2017. május 8., hétfő

Zapcc Compiler

Once I noticed that a small startup company (Ceemple) introduced a modified Clang compiler (Zapcc) to reduce the compilation time. Instead of a disk-based cache like ccache, they cache some intermediate compilation pass results in memory (at least that is my bet) and reuse it for later compilation units. I modified the CMake build system in my robotics research project (AiBO+) and measured their claims. I found out that they don't overpromise. My project is about 90 kLOC now and zapcc was 30% faster than vanilla Clang 4.0.

Gcc 5.4: 6:40 min
Clang 4.0: 6 min
Zapcc: 4 min

I highly recommend their product. They don't just promise, but deliver. And it is really a drop-in replacement for gcc/Clang on Linux 64-bit environment.

2016. november 10., csütörtök

When you can use folly::ThreadLocalPtr instead of boost::thread_specific_ptr

In this post, I compare two solutions for thread local storage:

1. boost::thread_specific_ptr in Boost library which provides a cross-platform solution to store data per thread.
URL: http://www.boost.org/

2. Facebook's folly has folly::ThreadLocalPtr which has a very similar interface to boost::thread_specific_ptr for easy adaption and it is claimed to be 4x faster. The disadvantage of folly is that it supports only 64 bit Mac OS X+Linux distributions (e.g no Windows) and it requires a modern C++ compiler with C++11 support.

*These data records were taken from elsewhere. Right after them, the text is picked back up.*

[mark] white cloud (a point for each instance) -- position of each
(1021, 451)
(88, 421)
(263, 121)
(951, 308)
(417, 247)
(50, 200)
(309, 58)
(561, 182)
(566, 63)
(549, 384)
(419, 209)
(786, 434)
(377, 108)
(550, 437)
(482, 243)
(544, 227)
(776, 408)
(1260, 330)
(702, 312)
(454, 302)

URL: https://github.com/facebook/folly
URL: https://github.com/facebook/folly/blob/master/folly/docs/ThreadLocal.md

I did not write a synthetic case for performance testing which may justify how faster folly is, but I come up with a real world use case from my research project. I develop an artificial intelligence for the old Sony ERS-7 robot dogs, and as part of my efforts, I can simulate the AI in a thread on my host Linux machine to use multithreaded testing. When I replaced Boost with folly in the testing, I was surprised that it is really faster. Obviously not 4x, but it is still much faster. On the other hand, I saw a significant difference in the folly performance when different compilers were used and decided to create this blog post.

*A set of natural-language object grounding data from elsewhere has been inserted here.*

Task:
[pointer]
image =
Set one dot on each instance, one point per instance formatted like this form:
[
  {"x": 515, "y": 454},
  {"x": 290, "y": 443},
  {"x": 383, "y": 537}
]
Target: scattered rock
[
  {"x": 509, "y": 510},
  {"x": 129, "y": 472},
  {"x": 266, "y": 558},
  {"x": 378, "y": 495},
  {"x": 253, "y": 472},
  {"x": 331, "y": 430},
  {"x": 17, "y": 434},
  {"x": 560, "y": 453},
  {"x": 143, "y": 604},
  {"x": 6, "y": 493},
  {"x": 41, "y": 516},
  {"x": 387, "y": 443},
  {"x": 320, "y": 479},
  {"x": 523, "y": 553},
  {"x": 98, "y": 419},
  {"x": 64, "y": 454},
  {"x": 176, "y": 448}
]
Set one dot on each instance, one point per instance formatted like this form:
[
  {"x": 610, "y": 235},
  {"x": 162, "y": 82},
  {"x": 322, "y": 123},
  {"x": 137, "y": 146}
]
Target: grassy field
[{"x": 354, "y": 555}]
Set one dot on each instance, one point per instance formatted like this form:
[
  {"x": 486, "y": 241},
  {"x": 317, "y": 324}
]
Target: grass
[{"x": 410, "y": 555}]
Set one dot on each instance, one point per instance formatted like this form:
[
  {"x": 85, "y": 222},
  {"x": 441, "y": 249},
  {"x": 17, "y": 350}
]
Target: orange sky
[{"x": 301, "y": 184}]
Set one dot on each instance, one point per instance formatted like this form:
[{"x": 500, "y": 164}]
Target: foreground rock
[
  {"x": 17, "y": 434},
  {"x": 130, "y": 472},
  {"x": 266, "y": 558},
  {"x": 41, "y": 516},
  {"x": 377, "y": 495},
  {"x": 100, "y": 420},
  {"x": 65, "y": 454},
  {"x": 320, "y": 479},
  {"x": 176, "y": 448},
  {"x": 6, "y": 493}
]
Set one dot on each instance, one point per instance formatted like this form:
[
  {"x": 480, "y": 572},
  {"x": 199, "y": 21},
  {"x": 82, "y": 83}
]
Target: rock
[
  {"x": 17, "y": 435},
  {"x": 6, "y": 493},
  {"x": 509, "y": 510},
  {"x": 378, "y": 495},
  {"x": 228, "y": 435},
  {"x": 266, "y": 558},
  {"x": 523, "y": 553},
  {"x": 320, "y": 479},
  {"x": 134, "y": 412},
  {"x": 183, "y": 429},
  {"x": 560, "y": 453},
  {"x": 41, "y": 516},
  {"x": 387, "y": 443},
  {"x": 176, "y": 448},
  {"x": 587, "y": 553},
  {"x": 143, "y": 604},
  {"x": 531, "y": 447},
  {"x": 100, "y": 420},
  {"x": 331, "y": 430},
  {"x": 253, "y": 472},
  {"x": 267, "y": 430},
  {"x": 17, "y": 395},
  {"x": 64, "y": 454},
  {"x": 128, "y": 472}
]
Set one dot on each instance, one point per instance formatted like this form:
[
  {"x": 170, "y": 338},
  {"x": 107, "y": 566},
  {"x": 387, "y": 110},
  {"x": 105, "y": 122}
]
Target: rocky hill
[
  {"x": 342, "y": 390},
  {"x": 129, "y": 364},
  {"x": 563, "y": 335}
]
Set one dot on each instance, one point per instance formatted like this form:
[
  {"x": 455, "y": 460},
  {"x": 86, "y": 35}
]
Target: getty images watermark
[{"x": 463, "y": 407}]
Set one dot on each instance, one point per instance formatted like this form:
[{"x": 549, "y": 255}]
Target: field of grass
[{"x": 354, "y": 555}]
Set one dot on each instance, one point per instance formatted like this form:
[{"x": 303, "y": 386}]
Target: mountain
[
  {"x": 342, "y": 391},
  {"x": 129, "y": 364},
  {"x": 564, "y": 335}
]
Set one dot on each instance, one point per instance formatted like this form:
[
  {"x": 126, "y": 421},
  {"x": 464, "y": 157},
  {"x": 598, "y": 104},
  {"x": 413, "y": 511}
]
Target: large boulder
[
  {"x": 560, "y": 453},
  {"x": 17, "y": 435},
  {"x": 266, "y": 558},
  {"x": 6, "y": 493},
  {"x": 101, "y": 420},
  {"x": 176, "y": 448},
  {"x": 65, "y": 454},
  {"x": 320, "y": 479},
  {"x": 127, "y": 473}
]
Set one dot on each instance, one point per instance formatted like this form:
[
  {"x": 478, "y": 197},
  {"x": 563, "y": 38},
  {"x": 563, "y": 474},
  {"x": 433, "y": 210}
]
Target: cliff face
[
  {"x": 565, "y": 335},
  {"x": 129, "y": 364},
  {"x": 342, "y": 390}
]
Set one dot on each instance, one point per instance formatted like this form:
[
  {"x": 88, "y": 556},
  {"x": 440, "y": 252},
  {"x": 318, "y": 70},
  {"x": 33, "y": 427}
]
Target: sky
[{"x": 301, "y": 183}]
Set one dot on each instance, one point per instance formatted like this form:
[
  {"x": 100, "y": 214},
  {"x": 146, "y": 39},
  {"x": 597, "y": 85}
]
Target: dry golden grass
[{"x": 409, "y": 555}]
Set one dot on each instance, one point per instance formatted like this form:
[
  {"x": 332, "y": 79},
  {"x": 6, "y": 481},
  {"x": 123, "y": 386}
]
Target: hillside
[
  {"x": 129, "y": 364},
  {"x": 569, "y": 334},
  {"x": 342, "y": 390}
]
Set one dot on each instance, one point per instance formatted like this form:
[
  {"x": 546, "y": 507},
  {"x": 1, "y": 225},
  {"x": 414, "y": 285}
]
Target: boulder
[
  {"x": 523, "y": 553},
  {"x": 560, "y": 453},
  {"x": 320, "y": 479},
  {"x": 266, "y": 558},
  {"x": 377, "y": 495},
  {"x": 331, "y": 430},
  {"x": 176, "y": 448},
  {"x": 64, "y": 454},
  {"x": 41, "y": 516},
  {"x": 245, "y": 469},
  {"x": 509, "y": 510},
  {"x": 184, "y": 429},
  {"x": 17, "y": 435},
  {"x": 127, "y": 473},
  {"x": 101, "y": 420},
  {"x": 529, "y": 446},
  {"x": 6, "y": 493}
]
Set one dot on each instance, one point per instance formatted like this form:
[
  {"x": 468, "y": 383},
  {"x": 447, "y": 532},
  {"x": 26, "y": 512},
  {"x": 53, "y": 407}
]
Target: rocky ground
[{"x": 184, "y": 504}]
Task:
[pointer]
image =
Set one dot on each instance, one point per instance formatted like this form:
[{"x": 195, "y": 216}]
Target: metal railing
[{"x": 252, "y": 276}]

Test case: I run one AI simulation test case in a single thread 100 times and the averaged runtime is shown in the diagrams below. In one place, my code was inefficient, using the thread local pointer (TLP) inside a frequently called loop. Because of this performance bug, the long execution time was mainly caused by this TLP bottleneck. After I moved the TLP usage outside the loop, the performance gains were not relevant with folly anymore. I still think that it has some value to publish these numbers how folly can improve a situation when TLP is heavily used or not.

Compiler setup

Important compiler switches: -O3 -std=gnu++14
I-don't-think-so-relevant compiler switches: -mfpmath=sse -march=core2 -fPIC

Gcc 5.4 came the official Ubuntu Xenial repositories
Gcc 6.2 was installed from a toolchain testing PPA for Ubuntu (https://launchpad.net/~ubuntu-toolchain-r/+archive/ubuntu/test)
Clang 3.9 and 4.0 (4.0~svn286079) were installed from LLVM repositories (http://apt.llvm.org).

Case 1

So in this case, the TLP was used inefficiently, causing a large part of the runtime. As we can see, the the Boost results are almost identical, gcc is a bit faster than clang. However, Folly is not only faster with gcc, but Clang provides a much better performance than gcc. Although gcc 6 improved the performance a bit over gcc 5, but clang 4.0 is still 17.7 % faster than gcc 6.2.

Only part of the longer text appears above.